Bauchfrech und mit keck- burschikoser Frisur lässt sich der sympathische Jungstar auch nicht von Abstimmungsproblemen aus dem Konzept bringen. Als sie "Paper Heart" ankündigt, passiert eine gefühlte Ewigkeit lang gar nichts – mit dem lauten Lachen eines Teenagers überspielt sie aber auch diesen kleinen Fauxpas meisterhaft. Der Sound erinnert vor allem bei den elektronischen Teilen stark an die Legenden New Order, bekommt aber einen zeitgemäßen Power- Pop- Anstrich verpasst.

Das nächste große Ding

Howl selbst tänzelt lasziv über die Bühnenbretter, singt mit britischem Akzent und bringt einen kräftigen Hauch von Verruchtheit in den altehrwürdigen Saal. Im Juni erscheint das Debütalbum und so mancher mag darauf wetten, hier erstmals das nächste große Mainstream- Charts- Sternchen gesehen zu haben.

Bei Ellie Goulding ist nach kurzer Umbauphase alles ein bisschen pompöser, aber auch braver. Das freche Auftreten ihrer Support- Künstlerin liegt der blonden Durchstarterin nicht, sie konzentriert sich lieber auf das blitzblanke Image, die passende Visualisierung zu den Klängen und ihre einzigartige Stimme. Doch auch die wurde in den Tagen zuvor in Mitleidenschaft gezogen. Goulding musste am Nachmittag sogar alle geplanten Interviews absagen, um die Stimme für den Abend zu schonen.

Hilfe für die Höhen

Dass sie diese trotz aller Probleme derart gut in Szene setzen kann, war daher nicht vorauszusehen. Nur die ganz hohen Töne trifft sie beim starken Opener "Figure 8" und "Ritual" nicht ganz perfekt, dafür erfährt sie Unterstützung von drei tadellosen Backgroundsängerinnen.

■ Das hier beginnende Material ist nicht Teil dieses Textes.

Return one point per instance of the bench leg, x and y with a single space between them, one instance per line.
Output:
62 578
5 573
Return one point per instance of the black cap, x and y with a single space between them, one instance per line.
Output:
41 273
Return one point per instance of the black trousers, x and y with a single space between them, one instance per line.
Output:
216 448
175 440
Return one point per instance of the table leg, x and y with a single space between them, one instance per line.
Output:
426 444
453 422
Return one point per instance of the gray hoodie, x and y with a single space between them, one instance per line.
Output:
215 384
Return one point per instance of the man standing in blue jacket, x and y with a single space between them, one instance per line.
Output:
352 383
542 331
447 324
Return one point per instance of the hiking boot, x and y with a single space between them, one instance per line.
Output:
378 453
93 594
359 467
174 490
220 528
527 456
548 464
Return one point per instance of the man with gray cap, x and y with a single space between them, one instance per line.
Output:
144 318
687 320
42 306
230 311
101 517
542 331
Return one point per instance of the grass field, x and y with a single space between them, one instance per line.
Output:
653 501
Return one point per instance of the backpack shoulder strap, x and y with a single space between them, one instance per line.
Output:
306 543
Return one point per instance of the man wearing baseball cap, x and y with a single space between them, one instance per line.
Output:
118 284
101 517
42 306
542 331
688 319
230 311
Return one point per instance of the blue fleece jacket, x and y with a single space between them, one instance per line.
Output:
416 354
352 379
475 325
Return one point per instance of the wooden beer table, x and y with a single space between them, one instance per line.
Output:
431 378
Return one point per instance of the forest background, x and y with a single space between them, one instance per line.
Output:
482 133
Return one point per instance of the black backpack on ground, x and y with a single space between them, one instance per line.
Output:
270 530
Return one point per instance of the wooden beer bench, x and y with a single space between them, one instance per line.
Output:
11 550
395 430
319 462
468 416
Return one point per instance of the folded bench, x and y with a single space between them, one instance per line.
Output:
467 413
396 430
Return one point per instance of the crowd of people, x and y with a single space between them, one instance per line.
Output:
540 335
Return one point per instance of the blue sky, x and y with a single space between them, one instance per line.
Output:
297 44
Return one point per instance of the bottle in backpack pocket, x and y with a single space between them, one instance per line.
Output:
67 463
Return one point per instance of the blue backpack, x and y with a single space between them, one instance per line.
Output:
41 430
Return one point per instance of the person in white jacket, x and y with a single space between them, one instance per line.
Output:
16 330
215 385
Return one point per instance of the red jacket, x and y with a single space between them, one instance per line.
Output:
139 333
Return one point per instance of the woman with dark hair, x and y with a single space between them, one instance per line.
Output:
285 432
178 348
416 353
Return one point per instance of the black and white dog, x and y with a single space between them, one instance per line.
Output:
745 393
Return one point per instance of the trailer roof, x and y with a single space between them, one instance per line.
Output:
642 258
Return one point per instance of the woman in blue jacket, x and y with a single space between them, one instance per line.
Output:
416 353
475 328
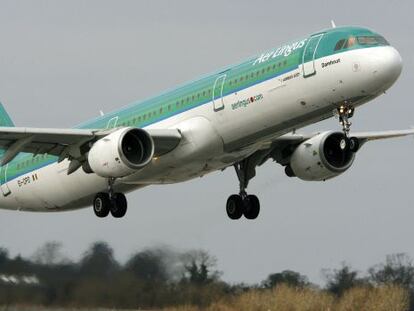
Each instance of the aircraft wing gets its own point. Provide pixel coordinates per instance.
(281, 148)
(69, 143)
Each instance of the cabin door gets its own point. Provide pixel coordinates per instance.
(309, 53)
(218, 100)
(3, 180)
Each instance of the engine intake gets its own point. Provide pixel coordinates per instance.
(321, 157)
(121, 153)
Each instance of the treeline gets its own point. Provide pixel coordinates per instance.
(161, 278)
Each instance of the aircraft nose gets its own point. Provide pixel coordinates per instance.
(388, 65)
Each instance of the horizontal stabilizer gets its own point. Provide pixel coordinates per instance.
(5, 119)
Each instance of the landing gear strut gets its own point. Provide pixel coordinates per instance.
(105, 202)
(345, 112)
(242, 203)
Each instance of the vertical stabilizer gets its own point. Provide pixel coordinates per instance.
(5, 119)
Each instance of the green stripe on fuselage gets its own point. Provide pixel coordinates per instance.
(191, 95)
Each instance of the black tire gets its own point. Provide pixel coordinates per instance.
(119, 205)
(353, 144)
(251, 207)
(344, 144)
(234, 207)
(101, 204)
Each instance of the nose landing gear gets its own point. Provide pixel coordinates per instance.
(110, 202)
(242, 203)
(344, 113)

Mit einer imposanten, karoförmigen LED- Wand und geschickt eingesetzten Lichteffekten funktioniert die Optik hervorragend, musikalisch hat das 90- Minuten- Konzert aber vor allem im Mittelteil seine Längen. Zu viele Mid- Tempo- Songs und Balladen sorgen für einen deutlichen Stimmungseinbruch, die Anordnung der Songs hätte man besser hinkriegen können. Bei einem sanften Medley packt die Frontfrau dafür ihre Gitarrenkünste aus und auch das Elton- John- Cover "Your Song" ist mehr als gelungen, dennoch zieht sich der ruhige Teil des Abends zu stark in die Länge.

Vollgas auf der Zielgeraden

Der sympathischen Britin fehlt es in der kurzen Karriere noch an ausreichend zwingende Hits, um ein Konzert dieser Länge durchgehend spannend gestalten zu können. Erst im Schlussviertel fährt sie noch einmal Geschütze auf und lässt ohne Unterlass Top- Hits wie "Anything Could Happen", "I Need Your Love", "Lights" und den kommerziell größten Erfolg "Burn" vom Stapel. Zu diesem Zeitpunkt kocht auch wieder die Stimmung und das edle Konzerthaus verwandelt sich in ein stimmungsvolles Tollhaus. Zumindest an diesem Abend – schon bald kehren wieder ruhigere Klänge ein.